Tomson Studio is built around a simple idea: a film is more than a prompt. It is a cast, a world, a script, and a sequence of shots that stay consistent. Here is the fastest way to go from an empty project to a finished scene.
1. Create a project
Everything lives inside a project — your characters, locations, props, scripts and episodes. Start by creating one from the sidebar and giving it a name that describes your story.
2. Build your cast and world
Open Personages and add the characters in your story. For each one, write a short description and let the studio generate a reference sheet, or upload an existing image if you already have a look in mind. Repeat the same process for Locations and Attributes (props and recurring objects).

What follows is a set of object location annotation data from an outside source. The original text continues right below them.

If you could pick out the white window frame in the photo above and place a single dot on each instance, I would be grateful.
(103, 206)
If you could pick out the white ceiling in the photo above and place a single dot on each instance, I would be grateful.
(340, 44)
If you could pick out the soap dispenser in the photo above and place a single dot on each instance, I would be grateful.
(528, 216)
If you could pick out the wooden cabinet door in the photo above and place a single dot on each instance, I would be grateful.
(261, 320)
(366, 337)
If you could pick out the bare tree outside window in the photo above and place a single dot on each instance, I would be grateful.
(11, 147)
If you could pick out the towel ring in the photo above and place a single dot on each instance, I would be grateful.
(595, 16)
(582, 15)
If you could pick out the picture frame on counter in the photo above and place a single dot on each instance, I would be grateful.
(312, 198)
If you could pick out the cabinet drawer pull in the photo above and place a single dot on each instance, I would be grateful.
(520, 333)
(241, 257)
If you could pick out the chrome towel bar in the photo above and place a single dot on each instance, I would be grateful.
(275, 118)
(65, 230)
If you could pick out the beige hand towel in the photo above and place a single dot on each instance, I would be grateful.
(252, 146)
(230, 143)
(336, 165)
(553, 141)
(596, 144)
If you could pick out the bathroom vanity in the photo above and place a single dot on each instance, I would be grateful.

These references are the secret to consistency: every scene that includes a character reuses its sheet, so faces and designs do not drift between shots.
3. Write your script
Head to Scripts and describe your premise. Choose a language model, and the studio drafts a structured screenplay you can edit freely. Use it as your blueprint for the scenes to come.
4. Storyboard your scenes
Inside an Episode, create a screen for each shot. Write a prompt, select which characters, locations and props appear, optionally add reference images, and pick the aspect ratio. The references you select are fed into generation to keep the world coherent.
5. Generate, continue, and export
- Generate each scene with the video model that suits the shot.
- Continue from the previous clip's last frame for seamless cuts.
- Stitch selected scenes together and download the final clip — right in your browser.
That is the whole loop. Start small with a single scene, get a feel for how references shape the output, then scale up to a full episode.